Виктор, — звенел голос в голове, — бей в сердце. Насквозь. И провернуть не забудь.
Я нутром почувствовал взгляд девицы. Бледный и тусклый. Кивнул ей. Она едва заметно кивнула в ответ. Прекрасно, мы друг друга поняли.
— Глянь, — сказал Распятьев. — Его и убивать-то не надо, он сам уже вот-вот скопытится.
Шум в голове замолкал. Сквозняк колыхал огоньки лучин и свечных огарков. Причудливые тени плясали на стене.
— Не тот нонче род Ламбертов пошел. Что это за жалкие потуги? Твои предки наверняка со стыда горят. Хотя они и так горят, уж поверь мне. Говоря словами классика, вот были ж люди в наше время, не то, что нынешнее племя — продолжал распинаться упырь.
— Богатыри — не вы, — добавил я. Язык
(и в то же время не мои)
воспоминания.
— Так откуда же ты такой взялся, а, наследничек? По запаху крови ты Ламберт, но кроме этого в тебе нет НИЧЕГО! Просто пустышка, дурная, бесплодная ветвь…
— А вот обзываться не надо! — перебил я его, — еще какая плодная. Вон хотя бы у мамаши своей спроси.
Хотя, признаться честно, раньше мне летучих мышей видеть доводилось разве что в зоологическом саду, да в школе на чердаке. Они иногда туда залетали весной, даже ближе к лету, и уборщицам приходилось выгонять зверьков швабрами. Я бы и уборщиц тоже выгнал заодно — очень уж вредные бабки были, как на подбор. Хотя, конечно, не такие вредные, как этот урод.

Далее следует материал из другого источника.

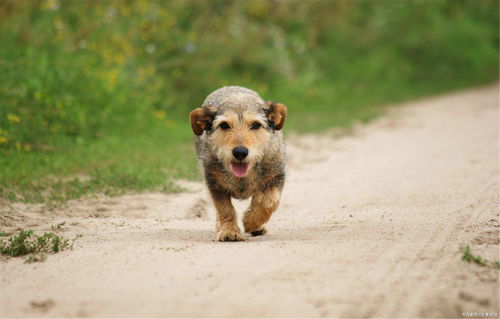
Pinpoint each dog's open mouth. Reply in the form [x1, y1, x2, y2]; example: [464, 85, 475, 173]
[231, 162, 252, 177]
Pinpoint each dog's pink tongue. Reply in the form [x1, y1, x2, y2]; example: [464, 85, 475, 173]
[231, 163, 252, 177]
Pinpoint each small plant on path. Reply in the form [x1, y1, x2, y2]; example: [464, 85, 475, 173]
[0, 229, 73, 263]
[460, 245, 500, 269]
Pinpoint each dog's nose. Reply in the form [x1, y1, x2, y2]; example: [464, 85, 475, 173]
[233, 146, 248, 161]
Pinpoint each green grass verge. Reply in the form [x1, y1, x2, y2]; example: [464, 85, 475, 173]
[0, 0, 499, 206]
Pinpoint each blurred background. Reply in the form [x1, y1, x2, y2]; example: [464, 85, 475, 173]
[0, 0, 499, 203]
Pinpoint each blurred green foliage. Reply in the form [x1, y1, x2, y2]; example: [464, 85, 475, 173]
[0, 0, 499, 201]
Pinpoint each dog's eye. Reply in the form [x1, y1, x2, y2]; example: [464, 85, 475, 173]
[219, 122, 231, 131]
[250, 122, 262, 130]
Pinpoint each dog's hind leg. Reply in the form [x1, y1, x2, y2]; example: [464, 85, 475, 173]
[243, 187, 281, 236]
[210, 191, 243, 241]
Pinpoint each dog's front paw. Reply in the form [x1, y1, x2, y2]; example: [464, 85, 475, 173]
[216, 228, 243, 241]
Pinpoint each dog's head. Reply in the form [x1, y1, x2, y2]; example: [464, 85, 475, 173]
[189, 90, 287, 178]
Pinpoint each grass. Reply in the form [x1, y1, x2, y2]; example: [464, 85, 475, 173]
[0, 229, 73, 263]
[460, 245, 500, 269]
[0, 0, 499, 207]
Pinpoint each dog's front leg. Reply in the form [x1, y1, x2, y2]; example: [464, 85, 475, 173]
[210, 190, 243, 241]
[243, 187, 281, 236]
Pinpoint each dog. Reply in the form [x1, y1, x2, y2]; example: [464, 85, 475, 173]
[189, 86, 287, 241]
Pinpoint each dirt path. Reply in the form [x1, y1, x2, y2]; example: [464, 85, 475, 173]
[0, 85, 500, 317]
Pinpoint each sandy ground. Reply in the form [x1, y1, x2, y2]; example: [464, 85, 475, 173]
[0, 85, 500, 317]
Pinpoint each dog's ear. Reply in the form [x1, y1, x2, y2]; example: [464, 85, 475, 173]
[189, 106, 216, 135]
[264, 101, 286, 130]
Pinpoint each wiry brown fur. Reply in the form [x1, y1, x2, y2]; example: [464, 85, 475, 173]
[190, 86, 286, 241]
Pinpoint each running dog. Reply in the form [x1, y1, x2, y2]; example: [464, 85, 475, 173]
[189, 86, 287, 241]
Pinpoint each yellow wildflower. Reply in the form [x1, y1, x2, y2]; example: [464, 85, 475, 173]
[7, 114, 21, 123]
[153, 110, 167, 120]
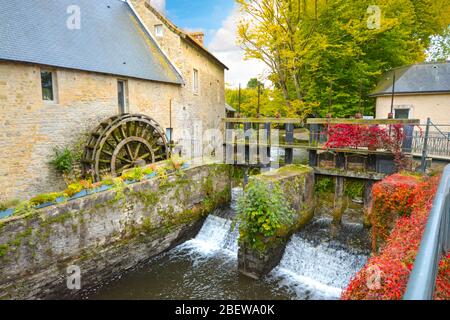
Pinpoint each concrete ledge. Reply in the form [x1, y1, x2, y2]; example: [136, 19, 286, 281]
[0, 165, 231, 299]
[238, 165, 314, 279]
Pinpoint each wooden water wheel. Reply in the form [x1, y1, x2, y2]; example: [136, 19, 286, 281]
[82, 114, 170, 181]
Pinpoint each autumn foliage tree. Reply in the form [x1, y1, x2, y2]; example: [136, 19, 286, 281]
[237, 0, 450, 117]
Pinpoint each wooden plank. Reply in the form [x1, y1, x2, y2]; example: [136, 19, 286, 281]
[314, 167, 386, 181]
[222, 118, 305, 124]
[306, 118, 420, 125]
[304, 146, 392, 155]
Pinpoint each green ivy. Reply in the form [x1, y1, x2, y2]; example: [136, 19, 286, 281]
[344, 179, 364, 199]
[314, 176, 334, 193]
[235, 179, 294, 252]
[50, 148, 74, 173]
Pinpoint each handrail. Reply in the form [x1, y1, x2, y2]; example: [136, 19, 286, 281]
[403, 165, 450, 300]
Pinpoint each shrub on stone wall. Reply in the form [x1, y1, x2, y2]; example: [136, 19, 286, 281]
[369, 174, 421, 251]
[236, 179, 294, 252]
[342, 175, 450, 300]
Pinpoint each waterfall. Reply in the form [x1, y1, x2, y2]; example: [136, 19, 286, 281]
[178, 189, 368, 299]
[271, 234, 367, 299]
[186, 215, 239, 256]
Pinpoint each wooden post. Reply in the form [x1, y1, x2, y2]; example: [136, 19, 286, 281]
[420, 118, 431, 173]
[308, 124, 319, 167]
[402, 125, 414, 153]
[333, 152, 345, 225]
[284, 123, 294, 164]
[244, 122, 252, 164]
[264, 122, 272, 167]
[309, 124, 319, 147]
[224, 122, 236, 164]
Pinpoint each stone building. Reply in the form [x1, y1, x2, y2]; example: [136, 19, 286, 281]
[0, 0, 226, 201]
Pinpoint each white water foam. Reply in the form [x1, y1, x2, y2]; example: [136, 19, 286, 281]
[183, 215, 239, 257]
[271, 235, 367, 299]
[174, 185, 367, 299]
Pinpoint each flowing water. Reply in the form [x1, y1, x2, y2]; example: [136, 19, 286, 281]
[85, 188, 368, 300]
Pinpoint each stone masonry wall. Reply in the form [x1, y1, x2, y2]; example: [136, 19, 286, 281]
[0, 165, 231, 300]
[238, 165, 314, 279]
[0, 0, 225, 201]
[130, 0, 225, 145]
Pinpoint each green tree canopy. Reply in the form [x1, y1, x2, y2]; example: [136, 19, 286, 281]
[237, 0, 450, 117]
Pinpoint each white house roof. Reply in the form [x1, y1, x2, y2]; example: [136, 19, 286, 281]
[0, 0, 182, 84]
[371, 62, 450, 97]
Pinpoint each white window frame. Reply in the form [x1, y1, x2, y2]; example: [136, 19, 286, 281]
[394, 105, 413, 119]
[117, 79, 129, 114]
[155, 24, 164, 38]
[192, 68, 200, 95]
[39, 69, 58, 103]
[216, 80, 221, 103]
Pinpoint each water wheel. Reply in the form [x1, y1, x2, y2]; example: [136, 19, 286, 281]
[82, 114, 170, 181]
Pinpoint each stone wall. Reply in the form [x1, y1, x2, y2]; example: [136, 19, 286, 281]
[238, 165, 315, 279]
[130, 0, 225, 141]
[0, 62, 185, 201]
[0, 165, 231, 300]
[0, 0, 225, 201]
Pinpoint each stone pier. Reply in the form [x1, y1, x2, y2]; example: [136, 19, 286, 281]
[238, 165, 314, 279]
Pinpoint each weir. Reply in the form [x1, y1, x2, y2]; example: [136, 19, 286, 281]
[224, 118, 420, 224]
[85, 188, 369, 300]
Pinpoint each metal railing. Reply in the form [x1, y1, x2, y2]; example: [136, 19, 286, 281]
[403, 165, 450, 300]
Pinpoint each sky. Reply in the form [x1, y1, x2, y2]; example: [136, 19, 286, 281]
[151, 0, 265, 87]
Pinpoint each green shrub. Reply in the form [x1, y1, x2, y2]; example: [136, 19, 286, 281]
[344, 179, 364, 199]
[30, 192, 63, 206]
[122, 167, 145, 181]
[235, 179, 294, 252]
[0, 199, 20, 211]
[315, 176, 334, 193]
[64, 180, 93, 197]
[50, 148, 74, 173]
[168, 155, 186, 170]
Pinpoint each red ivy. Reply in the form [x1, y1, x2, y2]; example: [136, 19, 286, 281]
[342, 174, 450, 300]
[322, 124, 408, 170]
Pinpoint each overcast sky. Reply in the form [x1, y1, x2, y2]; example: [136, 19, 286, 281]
[151, 0, 265, 87]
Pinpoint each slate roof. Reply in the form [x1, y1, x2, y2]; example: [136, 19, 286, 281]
[145, 2, 229, 70]
[0, 0, 183, 84]
[225, 103, 236, 112]
[371, 62, 450, 97]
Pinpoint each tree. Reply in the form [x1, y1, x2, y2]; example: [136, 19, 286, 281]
[247, 78, 264, 89]
[238, 0, 450, 117]
[426, 26, 450, 62]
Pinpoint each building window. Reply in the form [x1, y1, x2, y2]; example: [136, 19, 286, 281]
[155, 24, 164, 38]
[41, 70, 55, 101]
[217, 80, 221, 103]
[395, 109, 410, 119]
[192, 69, 199, 94]
[117, 80, 128, 114]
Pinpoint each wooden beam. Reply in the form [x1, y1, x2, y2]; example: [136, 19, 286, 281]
[222, 118, 305, 124]
[314, 167, 386, 181]
[306, 118, 420, 125]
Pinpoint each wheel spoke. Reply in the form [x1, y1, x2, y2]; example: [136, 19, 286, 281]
[134, 143, 142, 159]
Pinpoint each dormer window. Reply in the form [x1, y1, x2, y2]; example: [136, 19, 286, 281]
[41, 70, 56, 101]
[155, 24, 164, 38]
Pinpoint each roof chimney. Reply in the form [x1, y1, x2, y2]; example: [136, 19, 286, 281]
[189, 31, 205, 45]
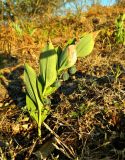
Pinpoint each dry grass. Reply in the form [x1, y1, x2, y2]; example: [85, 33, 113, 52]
[0, 6, 125, 160]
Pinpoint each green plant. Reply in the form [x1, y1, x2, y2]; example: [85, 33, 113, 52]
[115, 14, 125, 45]
[24, 32, 98, 136]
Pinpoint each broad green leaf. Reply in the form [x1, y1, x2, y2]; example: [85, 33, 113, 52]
[24, 64, 38, 103]
[76, 31, 99, 57]
[40, 49, 57, 93]
[66, 38, 76, 46]
[26, 95, 38, 123]
[44, 86, 59, 96]
[58, 45, 77, 72]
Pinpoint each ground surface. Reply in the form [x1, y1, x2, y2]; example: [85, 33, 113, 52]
[0, 5, 125, 160]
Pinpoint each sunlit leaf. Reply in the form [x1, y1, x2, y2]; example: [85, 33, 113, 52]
[76, 31, 99, 57]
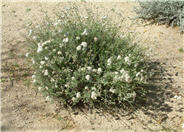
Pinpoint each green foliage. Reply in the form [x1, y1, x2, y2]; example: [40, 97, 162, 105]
[26, 7, 155, 106]
[135, 0, 184, 31]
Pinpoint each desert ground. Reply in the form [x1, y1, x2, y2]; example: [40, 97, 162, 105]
[1, 2, 184, 132]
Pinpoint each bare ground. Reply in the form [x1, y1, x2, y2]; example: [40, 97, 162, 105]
[1, 2, 184, 132]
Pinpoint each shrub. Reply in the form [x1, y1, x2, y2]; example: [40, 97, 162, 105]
[135, 0, 184, 31]
[27, 4, 154, 106]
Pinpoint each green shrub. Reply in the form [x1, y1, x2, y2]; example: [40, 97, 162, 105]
[27, 7, 154, 106]
[135, 0, 184, 31]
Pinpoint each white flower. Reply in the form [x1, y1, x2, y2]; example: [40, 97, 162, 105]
[182, 123, 184, 128]
[97, 68, 102, 74]
[87, 66, 92, 71]
[53, 22, 59, 26]
[33, 79, 36, 83]
[114, 72, 118, 75]
[91, 91, 97, 99]
[125, 74, 130, 82]
[32, 75, 36, 79]
[42, 40, 52, 46]
[134, 63, 138, 67]
[32, 58, 35, 64]
[45, 56, 49, 60]
[55, 83, 58, 88]
[72, 97, 76, 102]
[63, 38, 69, 43]
[37, 45, 43, 53]
[76, 92, 81, 98]
[84, 86, 88, 90]
[107, 58, 112, 66]
[35, 25, 40, 28]
[58, 29, 62, 33]
[93, 69, 97, 72]
[28, 29, 33, 36]
[120, 69, 125, 74]
[86, 75, 90, 80]
[91, 87, 96, 91]
[135, 72, 141, 77]
[58, 51, 61, 55]
[117, 55, 121, 60]
[109, 88, 116, 93]
[44, 70, 49, 76]
[94, 37, 98, 42]
[40, 61, 45, 65]
[38, 87, 42, 91]
[81, 29, 88, 36]
[125, 56, 130, 63]
[76, 36, 80, 40]
[45, 96, 51, 101]
[33, 36, 37, 40]
[50, 78, 55, 82]
[26, 53, 29, 57]
[102, 16, 107, 19]
[81, 42, 87, 48]
[76, 45, 81, 51]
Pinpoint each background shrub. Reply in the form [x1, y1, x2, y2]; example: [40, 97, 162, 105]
[135, 0, 184, 31]
[27, 6, 154, 106]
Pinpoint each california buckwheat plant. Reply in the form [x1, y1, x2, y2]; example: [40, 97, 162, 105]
[26, 4, 151, 106]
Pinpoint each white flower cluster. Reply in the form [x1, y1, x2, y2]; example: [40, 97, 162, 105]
[107, 58, 112, 66]
[114, 69, 131, 82]
[37, 40, 52, 53]
[76, 42, 87, 51]
[81, 29, 88, 36]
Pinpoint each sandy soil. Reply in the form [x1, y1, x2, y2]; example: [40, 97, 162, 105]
[1, 2, 184, 132]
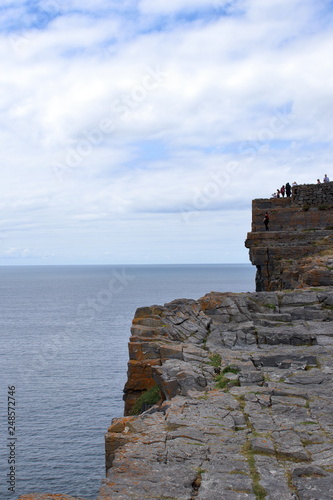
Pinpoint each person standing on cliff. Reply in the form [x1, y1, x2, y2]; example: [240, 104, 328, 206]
[286, 182, 291, 198]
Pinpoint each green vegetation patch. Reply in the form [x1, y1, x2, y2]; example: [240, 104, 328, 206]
[215, 366, 240, 389]
[209, 353, 222, 368]
[131, 385, 161, 415]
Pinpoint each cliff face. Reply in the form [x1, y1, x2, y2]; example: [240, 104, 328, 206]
[98, 287, 333, 500]
[245, 182, 333, 291]
[16, 183, 333, 500]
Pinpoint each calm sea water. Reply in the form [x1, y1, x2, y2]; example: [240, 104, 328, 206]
[0, 264, 255, 500]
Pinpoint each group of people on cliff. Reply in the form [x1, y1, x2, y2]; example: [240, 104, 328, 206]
[272, 182, 290, 198]
[263, 174, 330, 231]
[272, 174, 330, 198]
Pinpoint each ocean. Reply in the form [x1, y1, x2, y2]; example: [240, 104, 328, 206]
[0, 264, 255, 500]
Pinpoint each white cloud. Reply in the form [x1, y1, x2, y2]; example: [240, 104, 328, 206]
[0, 0, 333, 262]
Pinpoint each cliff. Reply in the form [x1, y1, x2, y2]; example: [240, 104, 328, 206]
[98, 287, 333, 500]
[245, 182, 333, 291]
[16, 183, 333, 500]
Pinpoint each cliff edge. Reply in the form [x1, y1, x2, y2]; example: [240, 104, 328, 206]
[16, 183, 333, 500]
[245, 182, 333, 291]
[102, 287, 333, 500]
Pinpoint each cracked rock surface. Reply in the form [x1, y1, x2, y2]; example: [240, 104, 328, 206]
[102, 287, 333, 500]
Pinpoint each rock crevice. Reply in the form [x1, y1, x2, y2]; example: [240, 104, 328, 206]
[102, 287, 333, 500]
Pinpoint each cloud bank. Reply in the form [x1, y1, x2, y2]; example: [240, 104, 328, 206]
[0, 0, 333, 264]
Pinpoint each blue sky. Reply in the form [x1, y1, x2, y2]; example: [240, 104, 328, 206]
[0, 0, 333, 265]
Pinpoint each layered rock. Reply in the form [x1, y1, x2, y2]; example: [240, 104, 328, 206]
[245, 182, 333, 291]
[98, 287, 333, 500]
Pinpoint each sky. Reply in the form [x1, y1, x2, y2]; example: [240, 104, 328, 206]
[0, 0, 333, 265]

— Гляньте-ка, — протянул он, — а ты, кусок мяса, огрызаться умеешь!
— Я тебе еще рыло твое свиное отгрызу, — пообещал я, — Не Распятьев тебя звать надо, а Растяпьев.
И скомандовал.
— Давай!
Брови упыря сошлись в кучу после моего возгласа. Он успел только повернуть голову в сторону девицы, но было поздно. Кусочки острого льда вырвались из ее ладони и ударили прямиком в крепкий канат, на котором висела люстра. Сколько она весила — трудно сказать, но грохот стоял такой, что мама не горюй. Я отскочил в сторону а когда открыл глаза, увидел, что упырь корчится на полу. Кованая люстра придавила его брюхо. Да так, что доски лопнули.
Он настырно пытался поднять ее, но было видно, как сил не хватает.
Регенерация, — снова раздался голос в голове. — Он потратил много сил на восстановление. Добей его.
— Добей его — вторила голосу девица.
Выглядела она так, что краше в гроб кладут. Бледная, будто всю кровь выкачали
(выпили)
…подбородок заострился, глаза как у снулой рыбы. Хоть бы только не померла. А то кто знает — может, тут принято в таких тварей перерождаться.
Я взял обломок ножки стула и подошел к комбригу. Он закашлялся кровавой юшкой и сплюнул ее в сторону.
— Что ж, для бесплодной ветви недурно. Как тебя зовут, сынок?
— Тамбовский волк тебе сынок, кровосос поганый. Виктор я.
— Витюша, значит. Знавал я, помнится, одного Витюшу. Малец совсем. Приютил его по доброте своей сердечной, когда наши все село сож… кхм, оптимизировали.. Думал, что смогу в послушании его взрастить, в почтении. А потом и закреплю — крови своей дам отведать, посвящу в наши дела тайные. И знаешь, чем он мне отплатил? Пренебрег он этим высоким даром, кровь сплюнул, а через пару лет попытался меня прирезать во сне. Ну так я Витюшу за яйца-то и вздернул вверх ногами, а затем шкуру спустил и повесил на въезде в поместье свое. Он и до сих пор там висит, костьми болтает. Мне на добрую память, а прохожему и проезжему — в назидание.